Apache Arrow is used as the in-memory interchange format between all formats. While some end-to-end helper functions are provided, the user can go through Arrow objects for maximal flexibility in the conversion process.

All functionality that goes through Arrow is currently exported via the stac_geoparquet.arrow namespace.

dict/JSON - Arrow conversion

Convert dicts to Arrow

Use parse_stac_items_to_arrow to convert STAC items either in memory or on disk to a stream of Arrow record batches. This accepts either an iterable of Python dicts or an iterable of pystac.Item objects.

For example:

import pyarrow as pa
import pystac

import stac_geoparquet

item = pystac.read_file(
    "https://planetarycomputer.microsoft.com/api/stac/v1/collections/sentinel-2-l2a/items/S2A_MSIL2A_20230112T104411_R008_T29NPE_20230113T053333"
)
assert isinstance(item, pystac.Item)

record_batch_reader = stac_geoparquet.arrow.parse_stac_items_to_arrow([item])
table = record_batch_reader.read_all()

Convert JSON to Arrow

parse_stac_ndjson_to_arrow is a helper function to take one or more JSON or newline-delimited JSON files on disk, infer the schema from all of them, and convert the data to a stream of Arrow record batches.

Convert Arrow to dicts

Use stac_table_to_items to convert a table or stream of Arrow record batches of STAC data to a generator of Python dicts. This accepts either a pyarrow.Table or a pyarrow.RecordBatchReader, which allows conversions of larger-than-memory files in a streaming manner.

Convert Arrow to JSON

Use stac_table_to_ndjson to convert a table or stream of Arrow record batches of STAC data to a newline-delimited JSON file.
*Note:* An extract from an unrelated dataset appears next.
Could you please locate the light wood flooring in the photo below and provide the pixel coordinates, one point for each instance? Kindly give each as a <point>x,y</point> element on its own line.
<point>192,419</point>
This accepts either a pyarrow.Table or a pyarrow.RecordBatchReader, which allows conversions of larger-than-memory files in a streaming manner.

Parquet

Use to_parquet to write STAC Arrow data from memory to a path or file-like object. This is a special function to ensure that GeoParquet 1.0 or 1.1 metadata is written to the Parquet file.

parse_stac_ndjson_to_parquet is a helper that connects reading (newline-delimited) JSON on disk to writing out to a Parquet file.

No special API is required for reading a STAC GeoParquet file back into Arrow. You can use pyarrow.parquet.read_table or pyarrow.parquet.ParquetFile directly to read the STAC GeoParquet data back into Arrow.

Delta Lake

Use parse_stac_ndjson_to_delta_lake to read (newline-delimited) JSON on disk and write out to a Delta Lake table.

No special API is required for reading a STAC Delta Lake table back into Arrow. You can use the DeltaTable class directly to read the data back into Arrow.

Important

Arrow has a null data type, where every value in the column is always null, but Delta Lake does not. This means that for any column inferred to have a null data type, writing to Delta Lake will error with

_internal.SchemaMismatchError: Invalid data type for Delta Lake: Null

This is a problem because if all items in a STAC Collection have a null JSON key, it gets inferred as an Arrow null type. For example, in the 3dep-lidar-copc collection in the tests, it has start_datetime and end_datetime fields, and so according to the spec, datetime is always null. This column would need to be casted to a timestamp type before being written to Delta Lake.

This means we cannot write this collection to Delta Lake solely with automatic schema inference.

In such cases, users may need to manually update the inferred schema to cast any null type to another Delta Lake-compatible type.